石川の秋は、海から始まります。資源を守るために7月・8月と休んでいた底引き網漁が、例年9月1日に解禁。甘えび、ガスえび、ハタハタ——冬のカニより一足早く、地物の魚が市場に戻ってくる日です。
ただし、解禁日当日に店に並ぶわけではありません。買える・食べられるのはいつからか、そこから書きます。
解禁から、店に並ぶまで
| 休漁期間 | 7月1日〜8月31日(資源保護のため) |
| 解禁 | 例年9月1日。港を出るのは未明、金沢港へ戻るのは夕方 |
| 初競り | 解禁日の夜、金沢港となりの産地市場で |
| 店に並ぶ | 実質9月2日の朝から。近江町市場や市内スーパーに「底引き解禁」の文字が出る |
つまり、初物を食べに行くなら9月2日以降。海が荒れると出漁が短くなる年もあるので、初日は「並び始め」くらいの気持ちで。
何が並ぶのか
底引き網は一種類の魚を狙う漁ではないので、店先が一気ににぎやかになります。

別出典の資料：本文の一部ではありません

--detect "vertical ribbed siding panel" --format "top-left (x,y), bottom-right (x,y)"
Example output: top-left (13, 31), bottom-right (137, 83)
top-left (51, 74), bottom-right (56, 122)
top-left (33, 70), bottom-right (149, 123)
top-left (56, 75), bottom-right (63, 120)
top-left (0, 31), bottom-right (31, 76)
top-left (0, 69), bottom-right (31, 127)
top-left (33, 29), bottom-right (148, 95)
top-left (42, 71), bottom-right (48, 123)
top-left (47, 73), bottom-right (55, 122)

主役はこのあたりです。
甘えび——実は甘えび自体は沖の漁場や篭漁のものがほぼ一年中並んでいます。9月1日に変わるのは、沿岸の地物が戻ってくること。鮮度の張りがちがいます。
ガスえび——見た目は地味ですが、地元ではむしろこちらを推す人が多い。足が早く県外へ出回りにくいので、石川で食べる意味がいちばんある魚介です。

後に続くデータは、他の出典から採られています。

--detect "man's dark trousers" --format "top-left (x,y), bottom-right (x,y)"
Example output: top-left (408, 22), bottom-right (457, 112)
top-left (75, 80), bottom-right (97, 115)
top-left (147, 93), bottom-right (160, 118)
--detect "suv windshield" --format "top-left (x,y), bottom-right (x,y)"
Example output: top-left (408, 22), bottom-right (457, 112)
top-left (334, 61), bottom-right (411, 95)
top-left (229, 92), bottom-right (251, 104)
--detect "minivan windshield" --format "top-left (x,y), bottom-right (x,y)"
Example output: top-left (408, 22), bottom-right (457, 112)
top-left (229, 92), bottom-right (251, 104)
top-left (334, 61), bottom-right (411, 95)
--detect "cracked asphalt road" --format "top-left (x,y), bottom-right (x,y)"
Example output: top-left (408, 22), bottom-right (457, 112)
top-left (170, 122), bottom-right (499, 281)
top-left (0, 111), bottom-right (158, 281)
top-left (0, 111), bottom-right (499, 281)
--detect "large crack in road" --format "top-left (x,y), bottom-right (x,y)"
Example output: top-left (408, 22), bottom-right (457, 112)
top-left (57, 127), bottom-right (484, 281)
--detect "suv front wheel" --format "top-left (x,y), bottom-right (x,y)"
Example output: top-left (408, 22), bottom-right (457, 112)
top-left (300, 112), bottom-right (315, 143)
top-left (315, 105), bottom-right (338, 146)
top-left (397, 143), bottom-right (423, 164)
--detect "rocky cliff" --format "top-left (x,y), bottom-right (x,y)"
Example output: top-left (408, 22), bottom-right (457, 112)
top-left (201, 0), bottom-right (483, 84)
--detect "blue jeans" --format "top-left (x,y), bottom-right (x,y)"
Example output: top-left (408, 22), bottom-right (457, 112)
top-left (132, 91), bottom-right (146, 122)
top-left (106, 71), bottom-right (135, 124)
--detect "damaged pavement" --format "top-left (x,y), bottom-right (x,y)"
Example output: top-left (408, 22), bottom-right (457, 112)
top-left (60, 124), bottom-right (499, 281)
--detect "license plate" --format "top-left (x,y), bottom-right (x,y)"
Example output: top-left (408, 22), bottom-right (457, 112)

ニギス、ハタハタ、赤ガレイ、ノロゲンゲ——焼き物・煮つけ・唐揚げの秋の顔ぶれ。のどぐろも底引き網で獲れますが、主産地は輪島など能登側です。
「金沢甘えび」というブランド
金沢港の水揚げには、2020年に始まった「金沢甘えび」という規格ブランドがあります。基準は、石川県沖の漁場(大和堆をのぞく)で獲れたこと、1回の漁でいちばん最後に揚げる網——通称「あがりこ」——のもので鮮度が最も高いこと、いちばん大きい「大」サイズか子持ちであること。この条件を満たしてステッカーを貼られたものだけが名乗れます。
市場や店で見かけたら、それは水揚げのなかでもひと握りの選抜組です。
どこで買う・食べる
買うなら近江町市場が入口です。9月2日以降、鮮魚店の店先が入れ替わります。混む時間帯と店の並びは近江町市場の歩き方ガイドに。海鮮丼で食べるなら海鮮丼の選び方もどうぞ。
水揚げ港のそばで食べたいなら、金沢港の金沢港いきいき魚市へ。市場の雰囲気ごと楽しめます。
寿司で食べるときの予算感は金沢で寿司、ランチならいくら見ておけばいい?にまとめました。
石川の「解禁」はこれから続く
9月1日の底引き網は、石川の解禁シーズンの幕開けです。11月6日にはズワイガニ漁が解禁され、加能ガニと香箱ガニが並びます。同じ11月6日には能登内浦でなまこ漁も始まり、冬に向かって食卓が一段ずつ濃くなっていきます。
寒ブリには「解禁日」はありませんが(回遊次第の定置網漁のため)、例年12月〜1月が本番。秋に一度、冬にもう一度来る価値があるのが石川です。
まとめ
解禁は例年9月1日、店に並ぶのは9月2日から。狙いは地物の甘えびとガスえび。「金沢甘えび」のステッカーを見つけたら選抜組です。